= Attendance Allowance =

Welfare benefit in the United Kingdom

Attendance Allowance is a non-contributory Social Security benefit paid to elderly disabled people in the United Kingdom. It was introduced in the National Insurance (Old Persons' and Widows' Pension and Attendance Allowance) Act 1970. The benefit is intended to provide support for those who live independently but might otherwise need to go into residential care. It is paid by the Department for Work and Pensions. The Social Security Contributions and Benefits Act 1992, integrated Mobility Allowance and Attendance Allowance into a new benefit Disability Living Allowance for people under 65.

A claimant must show that they need help or have difficulty in connection with their bodily functions or need continual supervision. At night, supervision would have to involve someone being awake to watch over the claimant. Bodily functions are things that most people would do for themselves; they do not include things like cooking, housework or shopping, which many people have done for them. Such help must be needed frequently throughout the day, or during the night the attention required must be prolonged or repeated.

Needs are assessed separately for the benefit and for eligibility for social care, which is run by local authorities.

In 2015, the cost of the benefit was approximately £5 billion and 1.5 million people were receiving it.

==Rates==
From April 2025:

- Higher rate: £110.40 per week for day and night care, or terminal illness.
- Basic rate: £73.90 per week for day or night care.

==Eligibility==
The benefit is now for people who are over 65 when they first claim. They must have satisfied the conditions for at least six months before they are entitled unless they are terminally ill - which means not expected to live more than 12 months.

People under 65 cannot apply for this benefit. A claimant cannot apply for Attendance Allowance if they are already claiming Disability Living Allowance or Personal Independence Payment. Those currently claiming Disability Living Allowance and who were born before 8 April 1948 can continue to claim their Disability Living Allowance. To claim Attendance Allowance, claimants must be in Great Britain or Northern Ireland when they claim - although there are some exceptions to this for members and family members of the Armed Forces. They must have been in Great Britain or Northern Ireland (or, for claimants in Northern Ireland, in the Isle of Man, Jersey or Guernsey) for at least 2 of the last 3 years, be habitually resident in the UK, Ireland, Isle of Man or the Channel Islands, and not be subject to immigration control (unless a sponsored immigrant).

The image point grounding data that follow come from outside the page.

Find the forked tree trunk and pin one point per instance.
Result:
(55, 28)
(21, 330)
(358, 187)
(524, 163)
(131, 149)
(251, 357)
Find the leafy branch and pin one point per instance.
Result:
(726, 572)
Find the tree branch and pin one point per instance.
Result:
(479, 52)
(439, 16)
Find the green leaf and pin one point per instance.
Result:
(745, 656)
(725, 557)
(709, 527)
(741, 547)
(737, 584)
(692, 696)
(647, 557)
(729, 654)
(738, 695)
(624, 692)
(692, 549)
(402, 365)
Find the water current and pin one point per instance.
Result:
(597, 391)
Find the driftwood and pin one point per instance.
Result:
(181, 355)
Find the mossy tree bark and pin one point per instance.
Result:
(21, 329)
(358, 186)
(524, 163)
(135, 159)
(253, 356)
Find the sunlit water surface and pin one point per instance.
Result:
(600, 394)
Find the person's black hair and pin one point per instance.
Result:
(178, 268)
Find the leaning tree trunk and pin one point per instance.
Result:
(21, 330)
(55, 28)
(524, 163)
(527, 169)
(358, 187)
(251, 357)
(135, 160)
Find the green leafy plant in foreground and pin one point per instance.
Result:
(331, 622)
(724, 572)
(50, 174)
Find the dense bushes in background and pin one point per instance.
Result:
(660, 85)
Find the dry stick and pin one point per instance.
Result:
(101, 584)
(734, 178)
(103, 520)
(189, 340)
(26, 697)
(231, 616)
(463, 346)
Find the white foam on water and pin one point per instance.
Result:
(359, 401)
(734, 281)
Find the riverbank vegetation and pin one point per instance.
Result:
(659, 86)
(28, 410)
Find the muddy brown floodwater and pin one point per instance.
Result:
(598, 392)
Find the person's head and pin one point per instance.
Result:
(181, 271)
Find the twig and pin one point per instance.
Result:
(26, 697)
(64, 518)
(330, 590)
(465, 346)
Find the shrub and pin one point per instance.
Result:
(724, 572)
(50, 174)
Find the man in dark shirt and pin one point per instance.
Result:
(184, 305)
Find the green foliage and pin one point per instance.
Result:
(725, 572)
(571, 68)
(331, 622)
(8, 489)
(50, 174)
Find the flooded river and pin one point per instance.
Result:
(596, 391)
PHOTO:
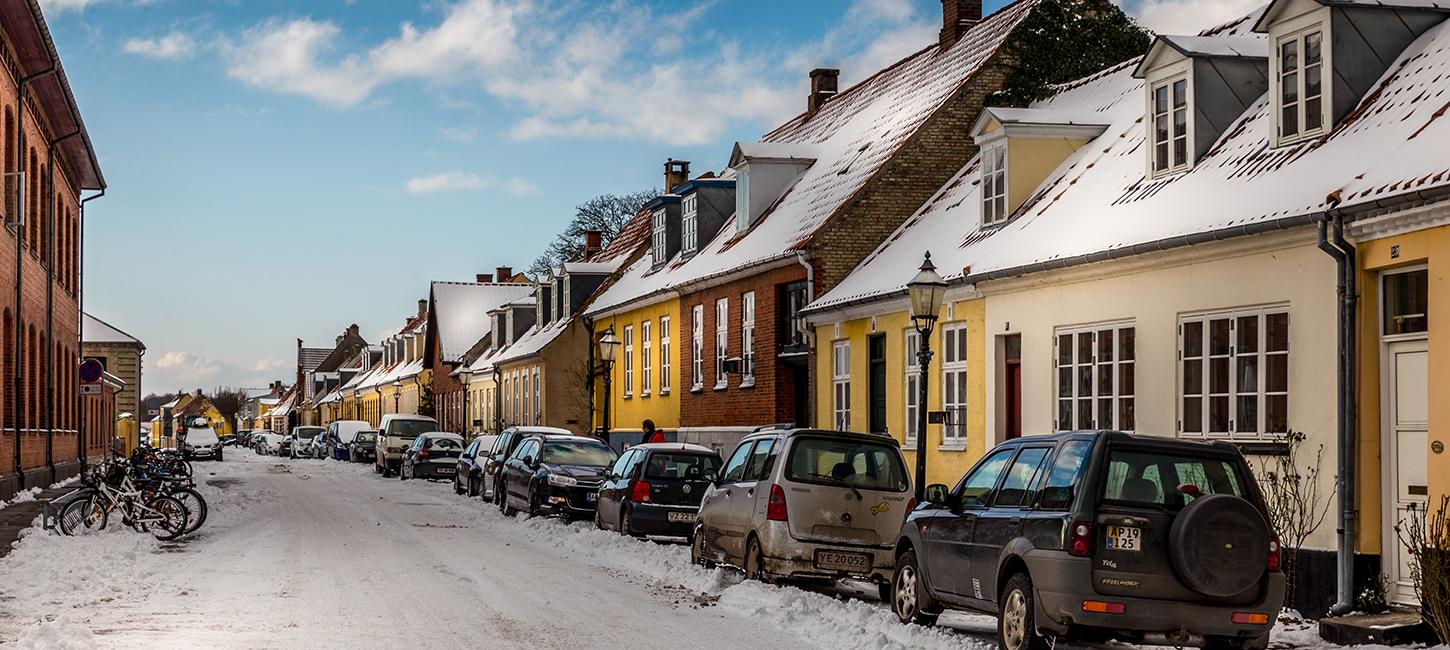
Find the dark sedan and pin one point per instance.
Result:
(656, 489)
(554, 475)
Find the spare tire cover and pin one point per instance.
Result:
(1220, 546)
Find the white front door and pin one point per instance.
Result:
(1404, 459)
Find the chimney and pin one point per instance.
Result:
(822, 87)
(595, 240)
(956, 18)
(676, 171)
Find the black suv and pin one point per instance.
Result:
(1094, 536)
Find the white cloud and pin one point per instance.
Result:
(1188, 16)
(448, 182)
(170, 47)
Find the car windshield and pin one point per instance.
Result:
(409, 428)
(590, 454)
(848, 462)
(1169, 479)
(682, 466)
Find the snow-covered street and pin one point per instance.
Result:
(328, 554)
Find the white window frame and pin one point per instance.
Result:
(645, 361)
(698, 347)
(1169, 79)
(954, 376)
(1236, 361)
(664, 356)
(628, 373)
(1297, 31)
(689, 224)
(747, 340)
(721, 343)
(912, 385)
(995, 208)
(841, 385)
(1098, 360)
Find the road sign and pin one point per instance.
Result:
(92, 370)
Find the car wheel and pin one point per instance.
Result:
(906, 594)
(1017, 623)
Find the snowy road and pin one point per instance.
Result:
(328, 554)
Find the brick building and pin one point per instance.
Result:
(48, 161)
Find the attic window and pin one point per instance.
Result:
(1170, 147)
(1299, 93)
(993, 184)
(689, 228)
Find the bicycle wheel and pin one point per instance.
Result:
(167, 517)
(195, 507)
(83, 515)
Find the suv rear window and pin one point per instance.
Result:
(1166, 479)
(857, 463)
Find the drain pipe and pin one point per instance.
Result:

Payment stops if the claimant goes into hospital or a care home for more than 4 weeks, or goes abroad for more than 13 weeks (or more than 26 weeks to get medical treatment for a condition which began before they left) and care is paid for by a local authority.

Claims cannot be backdated.

Attendance Allowance is disregarded as income, except for people in residential care.

== Devolution ==
Moving Attendance Allowance from the welfare system into mainstream health and care has been proposed by a number of commentators, including the 2014 Barker commission on the future of the NHS and social care, set up by the King's Fund. The commission said that moving Attendance Allowance to local government would "help create the simpler, graduated pathway of support that we seek". In 2015 the government proposed to give local councils responsibility for paying the benefit.